14 Feb 2019 | Chaowei Xiao1 *, Bo Li2, Jun-Yan Zhu2,3, Warren He2, Mingyan Liu1 and Dawn Song2
This paper proposes AdvGAN, a method to generate adversarial examples using generative adversarial networks (GANs). AdvGAN can learn and approximate the distribution of original instances, enabling efficient generation of perturbations for any input instance. It is applied in both semi-whitebox and black-box attack settings. In semi-whitebox attacks, the generator can produce adversarial perturbations without needing access to the target model. In black-box attacks, a distilled model is dynamically trained to optimize the generator. AdvGAN generates adversarial examples with high attack success rates against state-of-the-art defenses, achieving 92.76% accuracy on a public MNIST black-box attack challenge.
AdvGAN uses a generator to create adversarial examples and a discriminator to ensure realism. It trains a feed-forward network to generate perturbations and a discriminator to ensure the generated examples are realistic. The method is more efficient than traditional optimization-based methods and produces more perceptually realistic adversarial examples. AdvGAN can attack black-box models by training a distilled model, achieving high attack success rates and targeted black-box attacks.
The paper evaluates AdvGAN's effectiveness in both semi-whitebox and black-box settings. It shows that AdvGAN achieves higher attack success rates compared to other methods. The method is also tested on high-resolution images, demonstrating its ability to generate realistic adversarial examples. AdvGAN's ability to generate high-quality adversarial examples makes it a promising candidate for improving adversarial training defense methods.This paper proposes AdvGAN, a method to generate adversarial examples using generative adversarial networks (GANs). AdvGAN can learn and approximate the distribution of original instances, enabling efficient generation of perturbations for any input instance. It is applied in both semi-whitebox and black-box attack settings. In semi-whitebox attacks, the generator can produce adversarial perturbations without needing access to the target model. In black-box attacks, a distilled model is dynamically trained to optimize the generator. AdvGAN generates adversarial examples with high attack success rates against state-of-the-art defenses, achieving 92.76% accuracy on a public MNIST black-box attack challenge.
AdvGAN uses a generator to create adversarial examples and a discriminator to ensure realism. It trains a feed-forward network to generate perturbations and a discriminator to ensure the generated examples are realistic. The method is more efficient than traditional optimization-based methods and produces more perceptually realistic adversarial examples. AdvGAN can attack black-box models by training a distilled model, achieving high attack success rates and targeted black-box attacks.

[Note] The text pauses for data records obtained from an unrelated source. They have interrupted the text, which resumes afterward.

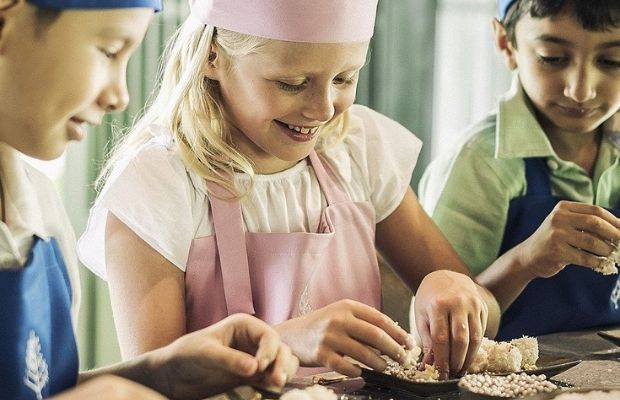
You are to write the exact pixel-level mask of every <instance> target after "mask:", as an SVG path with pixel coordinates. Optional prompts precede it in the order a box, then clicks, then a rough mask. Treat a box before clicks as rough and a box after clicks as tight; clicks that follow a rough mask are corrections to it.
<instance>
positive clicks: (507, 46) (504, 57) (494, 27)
mask: <svg viewBox="0 0 620 400" xmlns="http://www.w3.org/2000/svg"><path fill="white" fill-rule="evenodd" d="M491 24H492V26H493V33H494V34H495V45H496V46H497V48H498V50H499V51H500V53H501V54H502V57H504V61H505V62H506V66H507V67H508V68H509V69H510V70H514V69H517V60H516V58H515V48H514V47H513V45H512V43H511V42H510V40H509V39H508V35H507V34H506V28H505V27H504V25H503V24H502V23H501V22H499V21H498V19H497V18H493V20H492V21H491Z"/></svg>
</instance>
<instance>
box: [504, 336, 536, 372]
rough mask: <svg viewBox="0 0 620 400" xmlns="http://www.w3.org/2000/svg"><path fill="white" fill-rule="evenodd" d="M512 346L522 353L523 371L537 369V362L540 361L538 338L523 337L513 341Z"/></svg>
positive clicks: (511, 342) (522, 366) (522, 362)
mask: <svg viewBox="0 0 620 400" xmlns="http://www.w3.org/2000/svg"><path fill="white" fill-rule="evenodd" d="M510 344H512V345H513V346H515V347H516V348H517V349H519V351H520V352H521V356H522V359H521V369H524V370H528V369H534V368H536V361H538V340H537V339H536V338H533V337H531V336H523V337H520V338H518V339H512V340H511V341H510Z"/></svg>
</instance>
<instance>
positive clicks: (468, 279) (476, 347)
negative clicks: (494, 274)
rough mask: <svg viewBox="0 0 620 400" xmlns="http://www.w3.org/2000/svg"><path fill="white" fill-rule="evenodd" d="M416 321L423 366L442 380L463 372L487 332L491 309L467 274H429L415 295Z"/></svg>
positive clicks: (448, 272)
mask: <svg viewBox="0 0 620 400" xmlns="http://www.w3.org/2000/svg"><path fill="white" fill-rule="evenodd" d="M414 308H415V321H416V327H417V331H418V334H419V335H420V339H421V341H422V347H423V351H424V360H423V361H424V363H425V364H432V365H434V367H435V368H436V369H437V370H438V371H439V375H440V377H441V378H442V379H446V378H447V377H448V376H449V375H450V374H452V375H456V374H459V373H463V372H464V371H465V370H466V369H467V367H468V366H469V365H470V364H471V362H472V361H473V359H474V356H475V355H476V352H477V350H478V346H479V345H480V341H481V340H482V337H483V335H484V332H485V331H486V325H487V317H488V308H487V304H486V303H485V301H484V299H483V297H482V295H481V293H480V291H479V288H478V286H477V285H476V284H475V282H474V281H473V280H471V278H469V277H468V276H466V275H463V274H460V273H457V272H453V271H447V270H440V271H435V272H431V273H430V274H428V275H427V276H426V277H425V278H424V280H423V281H422V283H421V284H420V287H419V289H418V291H417V293H416V300H415V305H414Z"/></svg>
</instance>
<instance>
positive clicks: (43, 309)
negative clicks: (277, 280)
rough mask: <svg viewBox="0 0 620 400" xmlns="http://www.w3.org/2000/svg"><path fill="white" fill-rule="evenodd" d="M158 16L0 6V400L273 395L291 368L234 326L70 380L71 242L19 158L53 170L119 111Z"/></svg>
mask: <svg viewBox="0 0 620 400" xmlns="http://www.w3.org/2000/svg"><path fill="white" fill-rule="evenodd" d="M160 8H161V3H160V0H30V1H25V0H8V1H6V0H0V92H1V93H2V96H0V210H1V216H2V221H1V222H0V304H1V305H2V306H1V307H0V398H3V399H4V398H11V399H17V398H19V399H35V398H36V399H41V398H44V397H45V398H47V397H50V396H54V395H56V394H59V393H61V392H62V393H61V394H60V395H59V397H58V398H67V399H69V398H86V397H90V396H91V395H92V396H97V395H101V393H102V392H105V395H106V398H118V399H121V398H127V399H129V398H131V399H135V398H149V399H156V398H161V396H160V395H158V394H157V393H156V392H154V391H152V390H150V389H147V388H145V387H143V386H140V385H138V384H136V383H133V382H131V381H135V382H139V383H142V384H145V385H147V386H150V387H151V388H153V389H155V390H156V391H157V392H160V393H163V394H164V395H167V396H171V397H174V398H202V397H206V396H208V395H210V394H213V393H217V392H221V391H222V390H225V389H226V388H229V387H231V386H234V385H237V384H240V383H241V382H244V381H248V380H251V381H253V382H257V383H262V384H268V385H270V384H275V385H283V384H284V383H285V381H286V378H287V376H292V375H293V374H294V372H295V370H296V368H297V364H298V362H297V360H296V359H295V357H293V356H292V355H291V352H290V349H289V348H288V347H287V346H285V345H284V344H282V343H281V342H280V340H279V338H278V336H277V334H276V333H275V331H273V330H272V329H271V328H270V327H268V326H267V325H266V324H264V323H263V322H261V321H259V320H258V319H256V318H253V317H250V316H244V315H234V316H231V317H230V318H228V319H226V320H223V321H222V323H220V324H217V325H214V326H211V327H209V328H208V329H205V330H201V331H197V332H195V333H193V334H191V335H187V336H184V337H182V338H179V340H177V341H176V342H174V343H172V344H170V345H169V346H167V347H164V348H161V349H158V350H155V351H153V352H151V353H147V354H145V355H144V356H141V357H139V358H136V359H134V360H132V361H130V362H126V363H124V364H119V365H116V366H111V367H108V368H105V369H102V370H98V371H90V372H88V373H84V374H78V356H77V348H76V343H75V337H74V328H75V326H74V323H75V321H76V315H77V308H78V304H79V281H78V271H77V258H76V256H75V249H74V245H75V243H74V242H75V238H74V234H73V232H72V230H71V227H70V225H69V223H68V220H67V218H66V215H65V213H64V210H63V208H62V206H61V203H60V202H59V200H58V199H57V197H56V194H55V192H54V189H53V187H52V186H51V184H50V182H49V181H47V180H46V179H45V178H44V177H43V176H41V175H40V174H39V173H38V172H37V171H35V170H34V169H33V168H31V167H29V166H28V165H26V164H25V163H24V162H23V161H22V158H21V154H26V155H28V156H31V157H35V158H38V159H42V160H49V159H53V158H56V157H58V156H59V155H61V154H62V152H63V151H64V149H65V147H66V145H67V143H68V142H69V141H70V140H80V139H82V138H83V137H84V135H85V133H86V127H87V125H89V124H92V125H96V124H99V123H100V122H101V119H102V118H103V115H104V114H105V113H106V112H108V111H118V110H121V109H123V108H124V107H125V106H126V105H127V102H128V94H127V88H126V83H125V75H126V66H127V61H128V59H129V57H130V55H131V54H132V53H133V51H134V50H135V49H136V48H137V47H138V45H139V43H140V42H141V40H142V38H143V36H144V34H145V32H146V29H147V27H148V24H149V22H150V20H151V19H152V16H153V12H154V10H155V11H158V10H159V9H160ZM233 346H234V347H233ZM269 366H271V369H269V370H268V371H267V368H268V367H269ZM104 374H107V375H106V376H105V377H100V376H102V375H104ZM95 378H96V379H95ZM85 381H88V382H87V383H84V384H83V385H82V384H80V385H78V386H77V387H76V388H74V389H72V387H73V386H75V385H76V384H77V383H78V382H80V383H81V382H85Z"/></svg>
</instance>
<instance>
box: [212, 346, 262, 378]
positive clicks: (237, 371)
mask: <svg viewBox="0 0 620 400" xmlns="http://www.w3.org/2000/svg"><path fill="white" fill-rule="evenodd" d="M206 351H207V352H208V354H206V355H205V357H201V358H202V359H205V360H209V364H210V365H212V366H217V367H218V368H221V369H223V370H224V371H227V372H229V373H231V374H233V375H237V376H243V377H248V376H252V375H254V374H256V373H257V372H258V360H257V359H256V358H254V356H253V355H251V354H248V353H245V352H243V351H240V350H237V349H233V348H232V347H228V346H226V345H222V344H220V343H214V344H212V345H209V346H208V347H207V348H206Z"/></svg>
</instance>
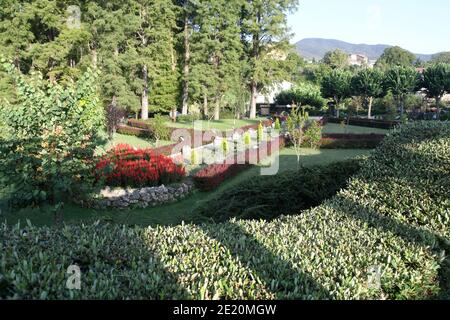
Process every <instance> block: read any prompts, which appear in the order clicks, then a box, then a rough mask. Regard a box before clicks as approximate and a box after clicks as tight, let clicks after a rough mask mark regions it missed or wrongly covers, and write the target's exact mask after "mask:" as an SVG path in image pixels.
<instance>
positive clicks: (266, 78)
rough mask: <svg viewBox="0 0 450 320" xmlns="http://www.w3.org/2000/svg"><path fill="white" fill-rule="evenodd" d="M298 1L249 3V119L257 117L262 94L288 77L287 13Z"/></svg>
mask: <svg viewBox="0 0 450 320" xmlns="http://www.w3.org/2000/svg"><path fill="white" fill-rule="evenodd" d="M297 5H298V0H248V1H246V2H245V6H244V7H243V10H242V40H243V41H244V43H245V49H246V53H247V61H248V64H249V67H248V69H247V74H246V82H247V85H248V87H249V89H250V94H251V99H250V118H251V119H254V118H256V98H257V94H258V92H260V91H264V90H265V89H268V87H270V86H271V85H272V84H273V83H274V82H276V81H281V80H283V78H284V77H286V76H287V75H286V72H285V71H286V69H285V68H284V67H283V63H284V60H285V59H286V55H287V51H288V49H289V47H290V45H289V37H290V34H289V30H288V26H287V13H288V12H291V11H293V10H295V9H296V8H297Z"/></svg>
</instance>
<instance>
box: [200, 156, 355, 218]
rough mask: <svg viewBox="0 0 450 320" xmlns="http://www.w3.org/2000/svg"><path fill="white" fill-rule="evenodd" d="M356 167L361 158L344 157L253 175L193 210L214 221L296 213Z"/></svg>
mask: <svg viewBox="0 0 450 320" xmlns="http://www.w3.org/2000/svg"><path fill="white" fill-rule="evenodd" d="M359 168H360V160H347V161H343V162H336V163H333V164H330V165H327V166H314V167H310V168H305V167H302V168H300V169H299V170H297V171H286V172H283V173H281V174H278V175H276V176H259V177H254V178H251V179H248V180H247V181H245V182H243V183H241V184H239V185H237V186H235V187H234V188H232V189H229V190H227V191H225V192H223V193H222V194H220V196H218V197H215V198H213V199H211V200H209V201H208V202H206V203H204V204H203V205H202V206H200V207H199V208H198V209H197V211H196V213H197V214H198V215H199V219H201V220H202V221H203V220H204V219H210V220H212V221H214V222H223V221H227V220H229V219H230V218H233V217H235V218H237V219H260V218H261V219H274V218H276V217H278V216H280V215H283V214H289V213H294V214H299V213H300V212H301V210H305V209H309V208H311V207H313V206H317V205H319V204H320V203H321V202H322V201H324V200H325V199H328V198H331V197H332V196H334V195H335V194H336V193H337V192H338V191H339V190H341V189H342V188H344V187H345V186H346V184H347V182H348V180H349V178H350V177H351V176H353V175H354V174H355V173H357V171H358V170H359Z"/></svg>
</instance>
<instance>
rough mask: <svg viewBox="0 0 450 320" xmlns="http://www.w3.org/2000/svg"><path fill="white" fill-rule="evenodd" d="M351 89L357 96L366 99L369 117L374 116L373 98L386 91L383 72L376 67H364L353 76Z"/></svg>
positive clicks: (366, 107)
mask: <svg viewBox="0 0 450 320" xmlns="http://www.w3.org/2000/svg"><path fill="white" fill-rule="evenodd" d="M351 90H352V91H353V94H354V95H356V96H360V97H362V98H363V99H364V103H365V106H366V109H367V117H368V118H369V119H370V118H371V117H372V104H373V99H374V98H378V97H381V96H382V95H383V93H384V88H383V73H382V72H381V71H378V70H376V69H362V70H360V71H358V72H357V73H356V74H355V75H354V76H353V78H352V81H351Z"/></svg>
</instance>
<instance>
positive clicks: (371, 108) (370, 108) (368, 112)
mask: <svg viewBox="0 0 450 320" xmlns="http://www.w3.org/2000/svg"><path fill="white" fill-rule="evenodd" d="M372 105H373V98H372V97H369V101H368V103H367V109H368V111H367V118H369V119H372Z"/></svg>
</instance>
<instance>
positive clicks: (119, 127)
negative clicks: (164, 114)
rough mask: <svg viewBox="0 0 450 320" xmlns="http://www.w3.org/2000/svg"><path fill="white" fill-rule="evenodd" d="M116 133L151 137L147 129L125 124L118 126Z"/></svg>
mask: <svg viewBox="0 0 450 320" xmlns="http://www.w3.org/2000/svg"><path fill="white" fill-rule="evenodd" d="M117 133H120V134H124V135H128V136H136V137H141V138H149V139H151V138H153V134H152V133H151V132H150V131H148V130H144V129H139V128H134V127H130V126H126V125H120V126H118V127H117Z"/></svg>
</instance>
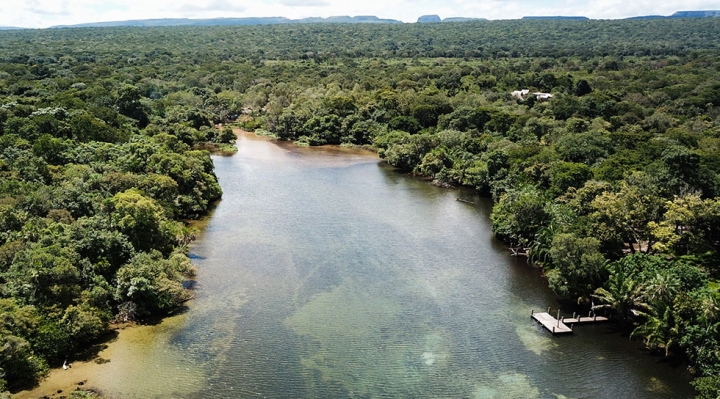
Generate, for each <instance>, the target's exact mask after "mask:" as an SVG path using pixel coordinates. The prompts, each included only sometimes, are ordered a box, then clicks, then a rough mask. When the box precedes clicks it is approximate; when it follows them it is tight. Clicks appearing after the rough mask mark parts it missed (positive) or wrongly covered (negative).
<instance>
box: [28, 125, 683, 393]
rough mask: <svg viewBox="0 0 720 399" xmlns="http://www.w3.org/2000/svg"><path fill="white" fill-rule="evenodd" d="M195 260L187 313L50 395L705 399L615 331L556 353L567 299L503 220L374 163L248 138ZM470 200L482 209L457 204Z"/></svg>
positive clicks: (597, 328)
mask: <svg viewBox="0 0 720 399" xmlns="http://www.w3.org/2000/svg"><path fill="white" fill-rule="evenodd" d="M238 148H239V151H238V153H237V154H235V155H234V156H227V157H222V156H215V157H214V161H215V167H216V173H217V175H218V177H219V179H220V184H221V185H222V188H223V191H224V196H223V200H222V201H221V202H220V203H219V205H218V206H217V208H216V209H215V211H214V212H213V214H212V215H211V216H210V217H209V218H207V219H206V220H205V221H203V223H201V224H200V226H201V227H202V234H201V236H200V237H199V239H198V240H197V241H196V242H195V243H194V245H193V246H192V251H191V256H192V258H193V261H194V262H195V263H196V265H197V267H198V269H199V273H198V276H197V286H196V288H195V290H196V293H197V297H196V299H195V300H194V301H192V302H191V303H189V309H188V311H186V312H185V313H183V314H181V315H179V316H175V317H171V318H168V319H165V320H164V321H163V322H162V323H160V324H158V325H154V326H142V327H134V328H128V329H125V330H123V331H121V332H120V334H119V336H118V338H117V339H116V340H114V341H113V342H111V343H109V345H108V348H107V349H106V350H105V351H103V352H101V353H100V355H99V356H100V357H101V358H102V359H106V360H109V361H108V362H105V363H104V364H97V363H94V362H89V363H78V362H76V363H75V364H74V367H73V368H72V369H71V370H67V371H64V370H55V371H53V372H52V373H51V375H50V377H49V378H48V379H47V380H46V381H45V382H44V383H43V384H42V385H41V386H40V387H39V388H38V389H36V390H34V391H32V392H23V393H21V394H19V395H17V397H19V398H28V397H38V396H41V395H46V394H49V393H51V392H55V391H56V390H57V389H64V390H68V389H73V388H74V387H75V386H76V384H77V382H79V381H84V380H87V383H86V384H85V385H84V387H88V388H94V389H97V390H99V391H101V392H103V393H104V394H105V395H106V396H107V397H109V398H345V397H347V398H419V397H423V398H690V397H692V396H693V392H692V390H691V388H690V386H689V383H688V376H687V374H686V373H684V372H683V370H682V366H673V365H670V364H667V363H665V362H662V361H661V360H662V359H661V358H657V357H653V356H650V355H649V354H647V353H646V352H645V351H643V350H642V348H641V347H639V346H638V345H637V344H635V343H632V342H630V341H628V339H627V338H626V337H623V336H621V335H619V334H618V333H617V332H615V331H614V330H613V328H612V326H611V325H594V326H579V327H576V329H575V333H574V334H573V335H572V336H567V337H553V336H551V335H550V334H549V333H548V332H546V331H544V330H542V329H541V328H538V327H537V326H536V325H535V324H533V323H532V321H531V319H530V311H531V309H535V310H540V309H546V308H547V307H548V306H552V307H553V308H555V309H557V307H558V303H557V302H556V300H555V296H554V295H553V294H552V292H551V291H550V290H549V289H548V288H547V283H546V281H544V280H543V279H542V278H541V277H540V275H539V273H538V271H537V270H535V269H533V268H531V267H529V266H528V265H527V264H526V263H525V262H524V260H522V259H516V258H512V257H510V256H508V255H509V252H508V250H507V249H506V248H505V247H504V246H503V245H501V244H500V243H498V242H497V241H495V240H494V239H493V237H492V232H491V226H490V220H489V212H490V206H491V204H490V203H489V202H488V201H486V200H482V199H480V198H478V197H477V196H476V195H475V194H474V193H473V192H471V191H464V190H447V189H440V188H437V187H434V186H432V185H430V184H428V183H427V182H424V181H421V180H418V179H414V178H411V177H408V176H404V175H402V174H399V173H397V172H395V171H394V170H392V168H390V167H388V166H387V165H385V164H383V163H381V162H379V160H378V159H377V158H376V157H375V156H374V155H373V154H372V153H368V152H363V151H354V150H344V149H328V148H299V147H295V146H292V145H289V144H276V143H274V142H272V141H269V140H266V139H263V138H258V137H255V136H253V135H248V134H244V135H241V136H240V137H239V140H238ZM457 198H462V199H464V200H467V201H471V202H473V204H469V203H466V202H461V201H457Z"/></svg>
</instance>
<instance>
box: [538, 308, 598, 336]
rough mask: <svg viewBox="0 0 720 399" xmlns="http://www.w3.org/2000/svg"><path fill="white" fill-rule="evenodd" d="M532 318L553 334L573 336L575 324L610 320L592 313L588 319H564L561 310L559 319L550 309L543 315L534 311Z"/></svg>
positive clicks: (590, 313)
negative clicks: (572, 333) (552, 314)
mask: <svg viewBox="0 0 720 399" xmlns="http://www.w3.org/2000/svg"><path fill="white" fill-rule="evenodd" d="M530 317H532V319H533V320H535V321H536V322H538V323H540V324H541V325H542V326H543V327H545V329H546V330H548V331H550V332H551V333H553V334H571V333H572V332H573V326H574V325H575V324H591V323H601V322H605V321H608V320H609V319H608V318H607V317H603V316H598V315H597V314H593V313H592V312H590V313H589V314H588V317H581V316H579V315H575V314H573V317H571V318H568V319H566V318H564V317H560V310H559V309H558V313H557V317H553V316H552V315H551V314H550V308H548V311H547V312H541V313H535V311H534V310H533V311H532V312H531V313H530Z"/></svg>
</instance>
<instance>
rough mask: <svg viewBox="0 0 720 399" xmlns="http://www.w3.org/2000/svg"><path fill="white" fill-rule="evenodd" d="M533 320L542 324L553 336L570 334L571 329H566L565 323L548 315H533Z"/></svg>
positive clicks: (566, 326)
mask: <svg viewBox="0 0 720 399" xmlns="http://www.w3.org/2000/svg"><path fill="white" fill-rule="evenodd" d="M532 318H533V320H535V321H537V322H538V323H540V324H542V326H543V327H545V328H546V329H547V330H548V331H550V332H551V333H553V334H570V333H572V328H570V327H568V326H567V325H566V324H565V323H563V322H561V321H559V320H558V319H556V318H554V317H552V316H551V315H550V314H549V313H544V312H542V313H534V312H533V314H532Z"/></svg>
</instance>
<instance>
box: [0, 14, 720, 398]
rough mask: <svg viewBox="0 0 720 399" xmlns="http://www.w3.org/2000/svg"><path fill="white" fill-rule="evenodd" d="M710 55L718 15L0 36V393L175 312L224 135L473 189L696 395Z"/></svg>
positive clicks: (715, 96)
mask: <svg viewBox="0 0 720 399" xmlns="http://www.w3.org/2000/svg"><path fill="white" fill-rule="evenodd" d="M719 46H720V20H718V19H692V20H690V19H688V20H682V19H680V20H635V21H552V20H550V21H478V22H465V23H449V24H436V25H431V24H428V25H343V24H339V25H313V24H310V25H301V26H300V25H287V26H285V25H283V26H281V25H275V26H259V27H212V28H208V27H203V28H200V27H176V28H97V29H95V28H85V29H58V30H39V31H7V32H0V176H1V178H0V179H1V180H0V283H1V286H0V319H1V320H2V321H3V322H2V324H0V367H1V368H2V374H0V376H1V377H0V378H1V380H0V382H1V384H0V388H3V389H5V388H7V389H17V388H19V387H22V386H25V385H27V384H32V383H33V382H34V381H36V379H37V378H39V377H41V376H42V375H43V373H44V372H45V371H46V370H47V368H48V365H58V364H62V362H63V359H65V358H66V357H68V356H72V354H73V353H75V352H76V351H78V350H80V349H82V348H84V347H86V346H87V345H88V344H91V343H93V342H96V341H97V340H98V339H99V338H100V337H102V335H103V334H104V333H105V332H106V331H107V330H108V328H109V327H108V326H109V323H110V322H112V321H124V320H136V319H141V318H143V317H146V316H148V315H153V314H162V313H163V312H166V311H168V310H169V309H172V308H174V307H176V306H178V305H179V304H180V303H182V302H183V301H184V300H185V299H187V297H188V293H187V291H186V288H187V287H188V286H189V283H188V281H189V279H191V277H192V273H193V267H192V264H191V263H190V261H189V259H188V258H187V255H186V252H187V245H188V243H189V242H190V241H191V240H192V238H193V235H194V234H195V233H194V232H193V231H192V229H189V228H187V227H186V226H185V225H184V224H183V223H182V221H183V220H187V219H189V218H194V217H197V216H199V215H202V214H204V213H205V212H206V211H207V210H208V207H209V206H210V205H211V204H212V202H213V201H214V200H216V199H218V198H219V197H220V195H221V190H220V187H219V185H218V184H217V180H216V178H215V175H214V173H213V165H212V161H211V159H210V157H209V153H208V152H207V149H217V148H227V145H228V144H229V143H231V142H232V141H233V140H234V135H233V134H232V131H230V130H229V129H223V130H218V129H216V128H215V125H216V124H221V123H223V124H228V123H236V124H238V125H239V126H241V127H243V128H245V129H249V130H254V131H256V132H257V133H259V134H265V135H270V136H273V137H276V138H278V139H282V140H292V141H295V142H297V143H298V144H300V145H324V144H341V145H354V146H371V147H373V148H375V149H377V151H378V152H379V155H380V156H381V157H382V158H384V159H385V160H386V161H387V162H388V163H390V164H392V165H394V166H396V167H397V168H398V169H400V170H402V171H405V172H408V173H413V174H415V175H417V176H422V177H424V178H427V179H428V180H429V181H432V182H434V183H435V184H438V185H441V186H447V187H452V186H468V187H472V188H475V189H477V190H478V191H479V192H480V193H482V194H484V195H487V196H489V197H492V198H493V199H494V200H495V206H494V208H493V212H492V220H493V227H494V231H495V234H496V235H497V236H498V237H499V238H500V239H501V240H503V241H505V242H507V243H508V244H509V245H512V246H517V247H521V248H526V249H527V252H528V255H529V258H528V259H529V261H530V262H531V263H532V264H535V265H539V266H541V267H542V268H543V270H544V272H545V275H546V276H547V279H548V283H549V285H550V286H551V288H552V289H553V290H554V291H555V292H556V293H557V294H558V295H559V296H561V297H563V298H565V299H567V300H571V301H573V302H577V303H580V304H584V305H587V306H590V305H591V304H595V305H596V308H597V307H606V308H608V309H610V310H611V311H613V312H614V313H615V314H616V315H617V316H618V317H619V319H620V320H621V323H622V325H623V326H624V328H626V329H627V330H628V331H629V332H631V336H632V337H633V338H636V339H638V340H641V341H642V342H644V343H645V345H646V346H647V347H648V348H649V349H650V350H653V351H657V352H659V353H662V354H663V355H665V356H676V357H681V358H684V359H686V361H687V362H688V364H689V365H690V368H691V370H692V371H693V373H694V374H695V375H697V376H698V377H699V378H698V379H697V380H696V381H695V385H696V388H697V390H698V394H699V395H700V397H705V398H710V397H712V398H714V397H716V396H717V395H718V394H719V393H720V345H719V344H718V341H720V330H719V329H718V328H719V327H720V307H719V305H720V296H719V293H718V283H717V281H718V278H720V267H718V262H719V261H720V253H719V252H718V251H719V250H720V83H719V81H718V77H719V76H720V47H719ZM520 89H528V90H529V91H530V92H529V93H528V94H526V95H524V96H521V97H518V96H513V95H511V92H513V91H515V90H520ZM535 92H540V93H550V94H552V98H550V99H549V100H548V99H543V98H541V97H540V96H535V95H534V94H533V93H535Z"/></svg>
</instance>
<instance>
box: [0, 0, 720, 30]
mask: <svg viewBox="0 0 720 399" xmlns="http://www.w3.org/2000/svg"><path fill="white" fill-rule="evenodd" d="M718 8H720V4H718V3H717V0H683V1H680V0H595V1H591V0H545V1H538V0H415V1H410V0H395V1H393V0H364V1H362V2H355V1H347V0H153V1H148V0H2V2H1V3H0V25H10V26H25V27H34V28H38V27H48V26H51V25H66V24H76V23H82V22H97V21H117V20H126V19H148V18H213V17H263V16H284V17H288V18H305V17H329V16H333V15H376V16H378V17H381V18H394V19H400V20H403V21H405V22H414V21H416V20H417V18H418V17H419V16H420V15H424V14H438V15H440V16H441V17H443V18H444V17H482V18H488V19H507V18H520V17H522V16H525V15H584V16H587V17H590V18H625V17H630V16H637V15H648V14H661V15H669V14H672V13H673V12H675V11H680V10H708V9H718Z"/></svg>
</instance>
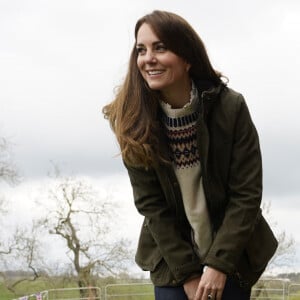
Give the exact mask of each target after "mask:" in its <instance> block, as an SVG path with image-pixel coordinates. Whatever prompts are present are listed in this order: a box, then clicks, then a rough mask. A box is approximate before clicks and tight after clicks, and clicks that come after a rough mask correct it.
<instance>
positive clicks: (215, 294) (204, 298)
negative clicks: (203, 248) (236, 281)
mask: <svg viewBox="0 0 300 300" xmlns="http://www.w3.org/2000/svg"><path fill="white" fill-rule="evenodd" d="M225 282H226V274H224V273H222V272H220V271H218V270H215V269H213V268H210V267H207V269H206V270H205V272H204V273H203V274H202V276H201V279H200V282H199V284H198V288H197V291H196V294H195V295H194V298H191V299H193V300H208V299H212V300H221V298H222V293H223V290H224V286H225ZM209 295H210V297H209ZM188 297H189V295H188ZM188 299H190V298H188Z"/></svg>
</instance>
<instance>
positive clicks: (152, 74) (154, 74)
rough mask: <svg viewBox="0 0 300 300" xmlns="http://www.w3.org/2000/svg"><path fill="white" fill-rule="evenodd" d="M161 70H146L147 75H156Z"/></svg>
mask: <svg viewBox="0 0 300 300" xmlns="http://www.w3.org/2000/svg"><path fill="white" fill-rule="evenodd" d="M161 73H162V71H148V74H149V75H158V74H161Z"/></svg>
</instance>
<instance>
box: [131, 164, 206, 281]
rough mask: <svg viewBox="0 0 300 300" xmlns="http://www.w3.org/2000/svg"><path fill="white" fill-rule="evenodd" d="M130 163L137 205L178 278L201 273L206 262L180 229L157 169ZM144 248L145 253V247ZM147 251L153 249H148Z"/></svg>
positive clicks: (133, 189) (155, 242)
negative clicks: (163, 190)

The paper evaluates AdvGAN's effectiveness in both semi-whitebox and black-box settings. It shows that AdvGAN achieves higher attack success rates compared to other methods. The method is also tested on high-resolution images, demonstrating its ability to generate realistic adversarial examples. AdvGAN's ability to generate high-quality adversarial examples makes it a promising candidate for improving adversarial training defense methods.